High Rate of HCV Infection Shows Young Drug Injectors Need Better Prevention Interventions


Young infection drug users (IDUs) continue to become infected with hepatitis C at an alarming rate, underscoring the need for new and better prevention efforts, according to a study described in the October 28, 2011, issue of the CDC's Morbidity and Mortality Weekly Report.

Hepatitis C virus (HCV) is easily transmitted through blood-to-blood exposure, as can occur when people share syringes or other equipment for injecting drugs. Many "Baby Boomers" who were infected with HCV years or decades ago are only now developing advanced liver disease. Some studies have indicated that hepatitis C rates have fallen over the past 2 decades, a trend thought to be attributable in part to needle exchange programs and other prevention efforts.
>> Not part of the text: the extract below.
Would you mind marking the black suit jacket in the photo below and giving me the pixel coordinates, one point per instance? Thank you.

One recent study, however, found that HCV infections among Massachusetts residents aged 15 to 24 years increased from 65 to 113 cases per 100,000 persons between 2002 and 2009. Researchers with the Massachusetts Department of Public Health (MDPH) and Centers for Disease Control and Prevention (CDC) therefore sought to identify hepatitis C risk factors in this population.

The analysis included 28 people aged 18 to 24 years who were interviewed to obtain detailed information about their demographic, clinical, and risk characteristics. This small group was drawn from a population of 394 individuals identified by MDPH as having hepatitis C between July 1 and December 31, 2010. Out of 193 people with valid telephone numbers, 101 did not answer 3 call attempts, 19 were either in a drug treatment facility or incarcerated, another 19 refused to participate, 31 agreed to participate but did not show up for their scheduled interview, and 23 (12%) completed an interview. An additional 5 people with diagnosed HCV infection were interviewed at a correctional facility. Incentives were not offered for participating in the study.
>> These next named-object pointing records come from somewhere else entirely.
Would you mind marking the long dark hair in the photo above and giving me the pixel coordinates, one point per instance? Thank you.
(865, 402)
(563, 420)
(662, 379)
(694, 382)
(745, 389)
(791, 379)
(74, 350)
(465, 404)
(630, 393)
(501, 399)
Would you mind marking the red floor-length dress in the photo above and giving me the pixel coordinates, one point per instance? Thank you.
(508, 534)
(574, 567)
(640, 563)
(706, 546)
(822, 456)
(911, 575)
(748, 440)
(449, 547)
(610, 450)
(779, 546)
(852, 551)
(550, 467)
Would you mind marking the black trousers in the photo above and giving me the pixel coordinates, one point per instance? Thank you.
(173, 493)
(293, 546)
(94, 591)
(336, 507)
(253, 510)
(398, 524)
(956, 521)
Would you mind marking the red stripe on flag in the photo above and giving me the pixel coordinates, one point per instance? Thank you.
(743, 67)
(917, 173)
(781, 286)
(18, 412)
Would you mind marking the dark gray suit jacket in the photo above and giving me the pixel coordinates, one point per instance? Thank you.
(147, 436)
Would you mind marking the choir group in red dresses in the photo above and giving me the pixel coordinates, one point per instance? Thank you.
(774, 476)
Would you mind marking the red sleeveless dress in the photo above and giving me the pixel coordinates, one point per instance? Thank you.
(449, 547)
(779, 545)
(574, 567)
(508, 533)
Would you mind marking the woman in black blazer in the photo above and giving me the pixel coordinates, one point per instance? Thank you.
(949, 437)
Just over half of the 28 participants were women, most (82%) were white, and the average age was 22 years. About one-third (32%) had never finished high school and 32% were unemployed, but a large majority (89%) said they had health insurance.
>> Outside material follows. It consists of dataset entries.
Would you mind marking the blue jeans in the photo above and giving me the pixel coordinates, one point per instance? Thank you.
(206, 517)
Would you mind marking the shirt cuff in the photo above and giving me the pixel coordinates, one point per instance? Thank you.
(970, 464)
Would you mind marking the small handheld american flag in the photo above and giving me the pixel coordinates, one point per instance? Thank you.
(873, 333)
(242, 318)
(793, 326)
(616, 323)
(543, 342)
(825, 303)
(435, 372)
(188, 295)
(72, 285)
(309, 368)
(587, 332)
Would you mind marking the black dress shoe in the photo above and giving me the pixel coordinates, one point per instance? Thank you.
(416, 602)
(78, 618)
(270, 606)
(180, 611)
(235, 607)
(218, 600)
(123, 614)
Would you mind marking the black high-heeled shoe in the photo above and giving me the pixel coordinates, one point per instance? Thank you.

"Health-care providers should routinely ask about prescription and illicit drug use and screen all persons with risk factors for HCV infection, regardless of age," the report authors wrote.

"Drug treatment programs and prisons are potential venues for education regarding the risk for hepatitis C from sharing needles and other injection paraphernalia and for providing vaccination against hepatitis A and B," they recommended. "School and community-based education programs also are needed to prevent initiation of illicit and prescription drug use."

A recent meta-analysis of harm reduction interventions did not show a statistically significant decrease in new HCV infections from a single strategy, the researchers noted, but "the results did indicate that combined interventions were effective."

Thus, they concluded, "combining current interventions and identifying new evidence-based approaches to preventing drug use and unsafe injection practices in young adults are needed to control and prevent HCV infections."

Investigator affiliation: Division of Viral Hepatitis, National Center for HIV/AIDS, Viral Hepatitis, STD, and TB Prevention, Centers for Disease Prevention, Atlanta, GA.



D Church, K Barton, F Elson, S Holmberg, et al. Notes from the Field: Risk Factors for Hepatitis C Virus Infections Among Young Adults -- Massachusetts, 2010. Morbidity and Mortality Weekly Report 60(42):1457-1458. October 28, 2011.